The heartbreak arrived at 5:30 a.m. Saturday, through a phone call from her state representative.

Nicole Smith-Holt had been hopeful up until the final hours of the legislative special session that there would be enough support at the Capitol to pass an emergency insulin program this year that had been inspired in part by the death of her son.

But what had seemed like almost a sure thing instead was lost in the confusion of 11th-hour budget negotiations, potential clerical oversights, contradictory accounts from lawmakers and, ultimately, industry opposition.

Smith-Holt had spent at least two hours a day fighting for a bill intended to save the lives of diabetics like her son, Alec Smith, who died because the cost of insulin forced him to ration his medication. Smith-Holt, who has become a national figure in the battle against spiking insulin costs, said the effort to create a safety net for people in her home state is not over.

"We're not going to back down on this," she said.

Lawmakers on both sides of the aisle are ready to take up the issue again. Senate Majority Leader Paul Gazelka, R-Nisswa, said he expects to return to the measure in the next legislative session, which begins Feb. 11. A spokesman for Democratic Gov. Tim Walz said he would sign it into law.

So why did the bill, which had bipartisan support, fail to pass this year? Some legislators said they had concerns about the program's logistics, while others were worried about the funding source. But the proposal's fate was ultimately decided in complex end-of-session negotiations that happened outside the public eye.

Rep. Tina Liebling, the House DFL chairwoman for the health and human services committee, said that during one of the final negotiating sessions she asked her Senate counterpart, Republican Sen. Michelle Benson, whether the insulin provision was going to end up in the final version of the massive health and human services bill.

"It was very clear she made a decision not to do it," Liebling said.

Benson called Liebling's accusation "disingenuous." She pointed to a clerical error, saying fees involved with the insulin program had been left off a spreadsheet detailing the health and human services bill's financial provisions.

The measure would have charged drug manufacturers a fee and used the money to pay for emergency insulin assistance. The state would implement and manage the program, and pharmacies would volunteer to dispense the medication to people who meet certain qualifications.

"Some things take a little bit of time, because we want to make sure they're right," Gazelka said when the insulin plan was proposed as an amendment on the Senate floor during the special session. He asked people not to support the amendment.

Benson and Gazelka also both noted on the floor that drugmaker Eli Lilly is now selling one of its insulin products at half price, or $137.35 a vial.

"It doesn't take away the pain of the loss of Alec's family, but it does help us understand that maybe somebody is listening," Benson said.

Insulin manufacturers already have programs to help patients get discounted or free medication in certain circumstances, PhRMA spokesman Nick McGee said. The proposed legislation did not account for existing programs and "would have instead diverted resources to a state-run program with little detail of how it would be implemented or benefit patients," he said in a statement.

McGee and some legislators said that the bill was too narrowly focused, and the state needs to more broadly address how the health care costs are being shifted to patients.

"Shouldn't we think bigger?" Sen. Scott Jensen, a Republican and doctor from Chaska.

He said Type 1 diabetes is just one life-threatening condition where the state needs to ensure residents are protected. People with asthma, epilepsy and allergies requiring EpiPens are all dealing with rising costs, he said.

House Majority Leader Ryan Winkler, DFL-Golden Valley, supports the insulin program but echoed Jensen's point.

"Insulin is important, but it's important for a discrete group of people. So how do you tell a story about a much broader industry? I don't know," he said.

When the insulin issue comes up next year, Winkler said the question will be whether manufacturers have to pay for a solution.

"There is a sense that the industry has been a bad actor," he said, but some Republican legislators don't want to assess fees on drugmakers.

Senate Republicans and House Minority Leader Kurt Daudt, R-Crown, both told House Democrats they did not want the insulin bill to pass, Winkler said.

First-time Rep.
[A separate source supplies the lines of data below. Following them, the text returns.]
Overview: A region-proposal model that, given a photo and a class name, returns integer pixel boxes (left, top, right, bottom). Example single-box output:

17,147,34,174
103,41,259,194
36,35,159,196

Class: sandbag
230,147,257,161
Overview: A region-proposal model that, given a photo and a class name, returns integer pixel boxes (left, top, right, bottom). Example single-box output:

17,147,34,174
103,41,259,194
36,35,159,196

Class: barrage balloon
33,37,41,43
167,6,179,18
Mike Howard, DFL-Richfield, said his frustration over the outcome of the insulin measure has not subsided. Howard said there was never a "substantive reason" given for why the bill failed. He sponsored the measure and placed a photo of Alec Smith on his desk in the House chambers on his first day there. He described the call to Smith-Holt on Saturday morning as the most painful moment of his first year in office.
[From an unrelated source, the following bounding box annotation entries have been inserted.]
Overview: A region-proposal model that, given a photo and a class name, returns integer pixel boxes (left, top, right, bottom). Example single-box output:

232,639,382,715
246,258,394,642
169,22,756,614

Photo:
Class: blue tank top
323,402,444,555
The bill was rooted in the grassroots advocacy and stories of people like Smith-Holt and her husband James Holt Jr., "That will be the strength to move this forward next session as well," Howard said.
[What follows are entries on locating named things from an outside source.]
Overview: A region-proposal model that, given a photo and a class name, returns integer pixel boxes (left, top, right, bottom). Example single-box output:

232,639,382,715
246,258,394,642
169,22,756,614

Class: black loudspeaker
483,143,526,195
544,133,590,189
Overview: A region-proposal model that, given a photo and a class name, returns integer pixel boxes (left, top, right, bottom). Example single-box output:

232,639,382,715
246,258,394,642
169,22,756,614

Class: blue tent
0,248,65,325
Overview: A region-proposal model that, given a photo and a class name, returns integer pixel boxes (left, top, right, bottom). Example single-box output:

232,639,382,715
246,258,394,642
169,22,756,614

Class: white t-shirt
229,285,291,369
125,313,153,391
Smith-Holt has not paused her work. At 5:30 p.m. Wednesday, she was at the Capitol for a meeting of the task force Attorney General Keith Ellison convened to work on an action plan for lowering pharmaceutical drug prices. Later in the evening, she was headed to a meeting with members of the group MNinsulin4all, a local chapter of an international advocacy movement.

Their goal in the weeks ahead, she said, is to zero in on lawmakers who voted against the Alec Smith Emergency Insulin Act. She plans to change their minds.